Market Movers: On Friday, the top gainers were Robin Energy Ltd (+317.91%), followed by Houston American Energy Corporation (+119.19%). On the contrary SharpLink Gaming, Inc (-71.69%) and K Wave Media, Ltd (- 50.6%) declined the most the same day.

Commodities Update: Oil prices eased after sharp rallies, as investors dialed back risk-off trades amid signs that the Israel-Iran conflict may not escalate further. WTI and Brent crude futures retreated despite recent surges, with traders reassured that Iran’s oil infrastructure remains intact. However, renewed strikes and concerns over potential disruptions at the Strait of Hormuz kept geopolitical risks elevated, as about 20% of global oil consumption passes through this key chokepoint. Gold prices slipped but stayed near record highs, supported by safe-haven demand amid Middle East tensions. Markets remain focused on upcoming central bank decisions, particularly the Federal Reserve’s policy outlook, with expectations for potential rate cuts later this year reinforced by soft inflation data. Investors are also watching for updates on U.S. trade policy as tariff decisions loom.

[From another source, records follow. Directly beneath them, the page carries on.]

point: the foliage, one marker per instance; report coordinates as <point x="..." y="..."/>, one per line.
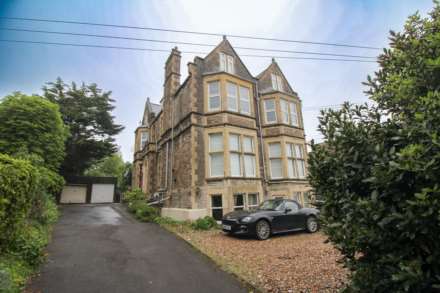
<point x="32" y="124"/>
<point x="13" y="274"/>
<point x="86" y="110"/>
<point x="112" y="166"/>
<point x="30" y="243"/>
<point x="378" y="171"/>
<point x="206" y="223"/>
<point x="18" y="186"/>
<point x="167" y="221"/>
<point x="135" y="194"/>
<point x="142" y="211"/>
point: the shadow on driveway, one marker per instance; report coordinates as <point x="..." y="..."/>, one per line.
<point x="101" y="248"/>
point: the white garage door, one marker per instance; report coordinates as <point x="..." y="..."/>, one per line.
<point x="74" y="194"/>
<point x="102" y="193"/>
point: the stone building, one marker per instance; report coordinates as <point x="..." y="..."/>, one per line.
<point x="222" y="139"/>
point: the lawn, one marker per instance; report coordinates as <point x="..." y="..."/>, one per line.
<point x="298" y="262"/>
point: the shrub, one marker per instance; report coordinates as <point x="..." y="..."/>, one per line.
<point x="146" y="213"/>
<point x="18" y="187"/>
<point x="30" y="243"/>
<point x="167" y="221"/>
<point x="205" y="223"/>
<point x="34" y="125"/>
<point x="379" y="169"/>
<point x="13" y="274"/>
<point x="134" y="195"/>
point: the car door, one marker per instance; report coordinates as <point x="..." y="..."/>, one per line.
<point x="292" y="218"/>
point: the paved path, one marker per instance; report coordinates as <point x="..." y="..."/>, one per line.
<point x="101" y="248"/>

Macro Update: The yield on the 10-year U.S. Treasury rose above 4.43% as geopolitical tensions and macroeconomic factors fueled inflation concerns, reducing hopes for dovish signals from the Federal Reserve. With energy prices surging amid Israel-Iran hostilities, markets expect the Fed to keep rates steady, while looking to the upcoming projections for insight on how policymakers’ views align with Wall Street’s expectations for rate cuts this year.

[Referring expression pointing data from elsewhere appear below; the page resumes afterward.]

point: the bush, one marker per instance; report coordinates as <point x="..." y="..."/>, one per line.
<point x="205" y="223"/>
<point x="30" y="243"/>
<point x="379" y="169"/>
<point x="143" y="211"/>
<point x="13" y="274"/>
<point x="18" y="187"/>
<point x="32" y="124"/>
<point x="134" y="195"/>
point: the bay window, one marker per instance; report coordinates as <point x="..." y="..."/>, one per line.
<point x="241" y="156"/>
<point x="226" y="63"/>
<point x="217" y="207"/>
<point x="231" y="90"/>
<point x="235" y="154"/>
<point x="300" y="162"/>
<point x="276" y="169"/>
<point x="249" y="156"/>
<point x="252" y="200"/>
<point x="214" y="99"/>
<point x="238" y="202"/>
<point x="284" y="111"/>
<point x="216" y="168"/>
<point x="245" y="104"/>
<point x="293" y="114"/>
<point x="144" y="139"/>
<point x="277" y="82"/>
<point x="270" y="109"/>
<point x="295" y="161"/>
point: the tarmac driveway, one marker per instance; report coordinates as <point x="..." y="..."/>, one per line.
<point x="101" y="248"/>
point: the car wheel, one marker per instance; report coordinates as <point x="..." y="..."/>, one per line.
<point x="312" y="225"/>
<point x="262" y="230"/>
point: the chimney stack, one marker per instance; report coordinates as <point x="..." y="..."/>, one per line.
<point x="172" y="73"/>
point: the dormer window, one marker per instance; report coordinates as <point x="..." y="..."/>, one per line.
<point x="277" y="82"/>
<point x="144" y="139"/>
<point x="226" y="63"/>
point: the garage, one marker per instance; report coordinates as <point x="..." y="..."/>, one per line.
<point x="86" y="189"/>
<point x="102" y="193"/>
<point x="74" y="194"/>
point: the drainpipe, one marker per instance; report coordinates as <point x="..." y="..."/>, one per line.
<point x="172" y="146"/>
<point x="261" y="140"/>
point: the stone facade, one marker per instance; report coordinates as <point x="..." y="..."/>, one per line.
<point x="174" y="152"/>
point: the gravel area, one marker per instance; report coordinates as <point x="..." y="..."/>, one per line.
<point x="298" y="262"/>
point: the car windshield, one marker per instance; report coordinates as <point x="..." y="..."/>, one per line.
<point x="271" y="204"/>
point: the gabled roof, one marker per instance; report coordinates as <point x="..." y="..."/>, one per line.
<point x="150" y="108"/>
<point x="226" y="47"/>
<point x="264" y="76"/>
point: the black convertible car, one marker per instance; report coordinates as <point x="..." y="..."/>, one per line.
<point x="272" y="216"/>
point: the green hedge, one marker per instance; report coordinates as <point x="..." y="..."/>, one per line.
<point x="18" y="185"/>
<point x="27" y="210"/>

Futures Update: U.S. stock index futures moved higher as markets attempted to rebound from sharp losses in the prior week, with investors looking ahead to an upcoming Federal Reserve interest rate decision. Major indexes had recently declined, pressured by heightened Middle East tensions following airstrikes between Israel and Iran, which weighed on market sentiment and led to weekly losses across the S&P 500, Nasdaq Composite, and Dow Jones Industrial Average.

After a predominantly upward trend during the previous trading session, stocks experienced a sharp decline on Friday. The S&P 500 dropped by 68.29 points, or 1.1%, closing at 5,976.97. From a technical analysis standpoint, the index is currently near a confluence zone and has formed a bearish candle on the daily chart, indicating a potential period of consolidation in the short term. Nonetheless, the index remains above its key exponential moving averages, which bolsters a positive outlook and suggests these levels could act as near-term support. The primary support level is around 5,888, while resistance is anticipated near 6,066.